EDMONTON — As Edmonton’s population continues to rise, keeping up with the population growth can be tricky for many areas, including local hospitals and schools.
On any given day, the equivalent of a Kindergarten class is born at Edmonton’s Grey Nuns Hospital alone.
“Most days we have 19 deliveries,” said Sheri McKenzie, program manager of Women’s Health at the Grey Nuns. “But we go upwards to 27, 28 a day.”
In 2013, 6,098 babies were brought into the world at the Grey Nuns. In September of this year, 587 babies were born at the hospital. And so far this October, nine sets of twins have been born at the south Edmonton facility.
“We’re funded for 31 beds currently, but there’s not a day that we don’t go over that,” said McKenzie.
“We’re full every day. It’s like a revolving door.”
Keeping up with the baby boom isn’t only a challenge for the hospital; with dozens of babies being born on a daily basis, local schools are also feeling the pressure.
“In the community of Rutherford it’s been unprecedented growth since the school opened in 2010. Currently we have almost 800 students in our school,” said Marie Whelan, principal of Monsignor Fee Otterson Catholic School.
“In this particular Kindergarten we have 98 students.”
Three teachers instruct the 98 children, 54 of whom attend morning class. The population growth has forced the school, and many others in the city, to become creative when it comes to housing the students.
“Some of our schools have mega classes in one common area with three different instructors teaching Kindergarten, they have converted music rooms, they have been creative with scheduling,” said Debbie Engel with the Edmonton Catholic School Board.

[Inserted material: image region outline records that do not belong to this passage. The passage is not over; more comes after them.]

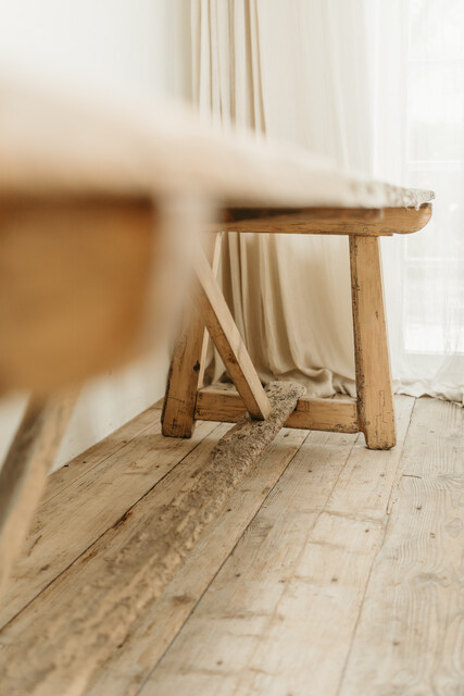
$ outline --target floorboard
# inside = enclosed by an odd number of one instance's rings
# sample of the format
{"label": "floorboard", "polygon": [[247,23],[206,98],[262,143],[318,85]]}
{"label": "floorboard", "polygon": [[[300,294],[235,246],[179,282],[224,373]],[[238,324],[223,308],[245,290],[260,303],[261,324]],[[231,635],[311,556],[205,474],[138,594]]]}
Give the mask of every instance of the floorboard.
{"label": "floorboard", "polygon": [[418,399],[340,696],[464,694],[463,409]]}
{"label": "floorboard", "polygon": [[[139,612],[112,569],[229,425],[163,438],[152,408],[52,474],[1,605],[0,694],[462,696],[464,409],[398,397],[397,415],[389,452],[283,430]],[[30,656],[37,674],[79,596],[129,629],[90,683],[40,691]]]}

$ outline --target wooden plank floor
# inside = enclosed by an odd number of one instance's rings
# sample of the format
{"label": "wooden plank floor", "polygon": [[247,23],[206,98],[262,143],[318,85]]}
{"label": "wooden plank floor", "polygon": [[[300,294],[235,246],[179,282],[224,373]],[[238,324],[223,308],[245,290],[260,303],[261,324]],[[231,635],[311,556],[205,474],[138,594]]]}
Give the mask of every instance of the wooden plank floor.
{"label": "wooden plank floor", "polygon": [[[398,397],[397,415],[389,452],[281,431],[91,682],[46,696],[464,694],[464,410]],[[22,650],[40,661],[57,606],[228,427],[163,438],[149,409],[50,476],[0,607],[1,696],[43,693],[15,673]]]}

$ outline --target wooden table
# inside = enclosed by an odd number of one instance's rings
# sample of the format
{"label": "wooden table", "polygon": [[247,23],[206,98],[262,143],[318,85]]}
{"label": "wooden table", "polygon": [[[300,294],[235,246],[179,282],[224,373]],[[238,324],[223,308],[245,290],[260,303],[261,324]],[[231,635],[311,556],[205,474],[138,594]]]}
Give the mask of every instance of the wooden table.
{"label": "wooden table", "polygon": [[[163,432],[196,418],[269,409],[213,269],[217,231],[348,234],[358,407],[301,399],[288,425],[394,445],[379,236],[421,229],[430,191],[347,175],[311,154],[212,133],[188,112],[63,97],[0,79],[0,390],[29,406],[0,473],[0,581],[8,577],[78,387],[165,335],[159,277],[172,250],[208,232],[195,261],[166,390]],[[174,264],[175,265],[175,264]],[[174,285],[174,284],[173,284]],[[165,293],[165,286],[164,286]],[[204,326],[239,397],[199,389]],[[154,332],[153,332],[154,327]]]}

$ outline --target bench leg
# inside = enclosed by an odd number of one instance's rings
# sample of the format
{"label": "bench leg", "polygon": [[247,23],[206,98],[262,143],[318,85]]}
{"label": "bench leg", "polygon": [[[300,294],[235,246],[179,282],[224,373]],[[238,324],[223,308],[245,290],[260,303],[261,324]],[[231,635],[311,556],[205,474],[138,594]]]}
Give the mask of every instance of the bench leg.
{"label": "bench leg", "polygon": [[[205,254],[217,271],[221,233],[208,235]],[[195,427],[197,391],[201,387],[206,359],[208,333],[193,302],[189,302],[174,346],[162,413],[162,432],[167,437],[191,437]]]}
{"label": "bench leg", "polygon": [[358,420],[369,449],[394,447],[394,407],[378,237],[350,236]]}

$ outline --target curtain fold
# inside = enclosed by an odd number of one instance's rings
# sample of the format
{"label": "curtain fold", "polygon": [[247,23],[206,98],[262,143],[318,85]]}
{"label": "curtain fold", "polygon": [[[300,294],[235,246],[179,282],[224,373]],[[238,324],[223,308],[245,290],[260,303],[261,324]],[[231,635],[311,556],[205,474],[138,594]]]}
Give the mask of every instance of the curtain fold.
{"label": "curtain fold", "polygon": [[[200,113],[212,127],[253,128],[259,138],[289,140],[340,167],[429,187],[432,172],[417,169],[407,149],[412,137],[419,147],[426,128],[418,119],[422,135],[413,132],[407,115],[409,46],[418,5],[439,2],[411,2],[412,9],[409,0],[192,0],[192,86]],[[443,203],[437,215],[431,244],[442,234],[438,225],[448,225],[450,206]],[[397,390],[462,400],[455,340],[451,352],[437,345],[434,356],[419,345],[430,324],[421,299],[430,261],[421,266],[414,254],[428,258],[427,244],[389,238],[383,245],[393,377]],[[447,264],[444,259],[440,265],[441,288]],[[354,396],[347,238],[228,234],[221,278],[264,382],[291,378],[312,396]],[[454,307],[463,299],[462,279],[452,285]],[[446,325],[434,331],[454,339],[457,310],[450,311]],[[210,358],[206,377],[217,381],[224,366],[213,351]]]}

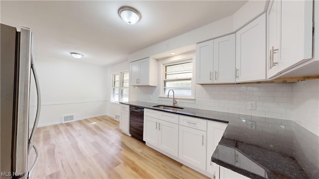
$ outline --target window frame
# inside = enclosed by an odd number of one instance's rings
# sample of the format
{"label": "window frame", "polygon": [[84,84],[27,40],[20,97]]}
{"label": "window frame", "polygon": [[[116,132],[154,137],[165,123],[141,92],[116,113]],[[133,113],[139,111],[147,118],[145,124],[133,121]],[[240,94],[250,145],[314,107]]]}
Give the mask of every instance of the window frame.
{"label": "window frame", "polygon": [[[130,96],[130,86],[129,85],[129,86],[128,87],[124,87],[123,86],[123,74],[126,74],[127,73],[129,74],[129,79],[127,81],[127,82],[129,83],[129,84],[130,84],[130,72],[129,71],[123,71],[123,72],[117,72],[117,73],[114,73],[112,74],[112,87],[111,87],[111,102],[115,102],[115,103],[119,103],[121,102],[127,102],[127,101],[123,101],[122,100],[122,96],[123,95],[122,94],[122,90],[123,89],[127,89],[128,90],[128,94],[127,95],[128,96],[128,98]],[[115,77],[116,75],[119,75],[119,87],[114,87],[114,82],[115,82]],[[113,91],[114,91],[114,89],[116,88],[118,88],[119,89],[119,93],[118,93],[118,101],[115,101],[113,100],[113,95],[114,94]]]}
{"label": "window frame", "polygon": [[[187,56],[177,56],[172,57],[165,59],[166,60],[163,60],[160,62],[160,94],[159,97],[167,98],[167,95],[163,94],[164,91],[164,83],[165,81],[165,69],[166,66],[176,65],[181,64],[185,62],[192,62],[192,77],[191,77],[191,95],[190,96],[184,95],[175,95],[175,98],[179,99],[195,99],[195,55],[187,55]],[[169,98],[172,98],[173,95],[171,93],[169,95]]]}

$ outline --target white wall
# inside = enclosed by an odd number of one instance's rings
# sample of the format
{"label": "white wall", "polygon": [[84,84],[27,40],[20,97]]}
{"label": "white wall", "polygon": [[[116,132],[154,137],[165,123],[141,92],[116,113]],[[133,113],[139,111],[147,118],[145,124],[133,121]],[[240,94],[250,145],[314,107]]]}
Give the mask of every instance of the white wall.
{"label": "white wall", "polygon": [[319,136],[319,79],[293,86],[294,120]]}
{"label": "white wall", "polygon": [[[171,105],[159,87],[138,88],[139,101]],[[195,99],[179,106],[294,120],[319,136],[319,79],[293,84],[196,85]],[[150,97],[151,96],[151,97]],[[255,110],[248,108],[256,101]]]}
{"label": "white wall", "polygon": [[74,114],[76,120],[106,114],[106,67],[41,55],[35,65],[42,102],[39,126],[60,123],[65,114]]}
{"label": "white wall", "polygon": [[[176,57],[159,60],[159,72],[161,62],[175,60]],[[160,86],[136,88],[138,101],[172,105],[171,98],[159,97]],[[319,135],[319,80],[313,80],[297,83],[196,85],[195,99],[177,101],[182,107],[295,120]],[[249,109],[249,101],[256,102],[256,110]]]}
{"label": "white wall", "polygon": [[[106,94],[107,101],[107,115],[115,117],[116,114],[121,114],[120,104],[118,103],[111,102],[112,74],[130,70],[130,63],[124,62],[107,68],[107,90]],[[136,100],[137,88],[130,87],[129,100]]]}
{"label": "white wall", "polygon": [[[233,15],[130,54],[129,55],[129,61],[133,62],[152,57],[234,33],[240,27],[265,12],[268,4],[267,1],[249,0]],[[167,43],[169,44],[168,48],[166,46]]]}

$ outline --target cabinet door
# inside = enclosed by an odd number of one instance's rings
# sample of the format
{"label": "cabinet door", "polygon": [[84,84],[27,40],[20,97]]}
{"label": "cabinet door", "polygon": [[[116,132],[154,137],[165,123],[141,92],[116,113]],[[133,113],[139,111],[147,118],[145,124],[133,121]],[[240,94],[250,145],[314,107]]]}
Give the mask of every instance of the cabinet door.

“Necessity is definitely the mother of invention. However, I think we’re stressed to the max … We are jammed to the rafter.”
Enrolment in the Edmonton Catholic School District has increased by about 1,500 students this year. While six new schools have been announced by the province for the district, Engel doesn’t believe it’s enough to keep up with the demand.
“I would say without a doubt this is maybe a third of what’s going to be needed in the next five years if the projections hold through for southeast Edmonton and southwest Edmonton.”
With files from Laurel Gregory, Global News.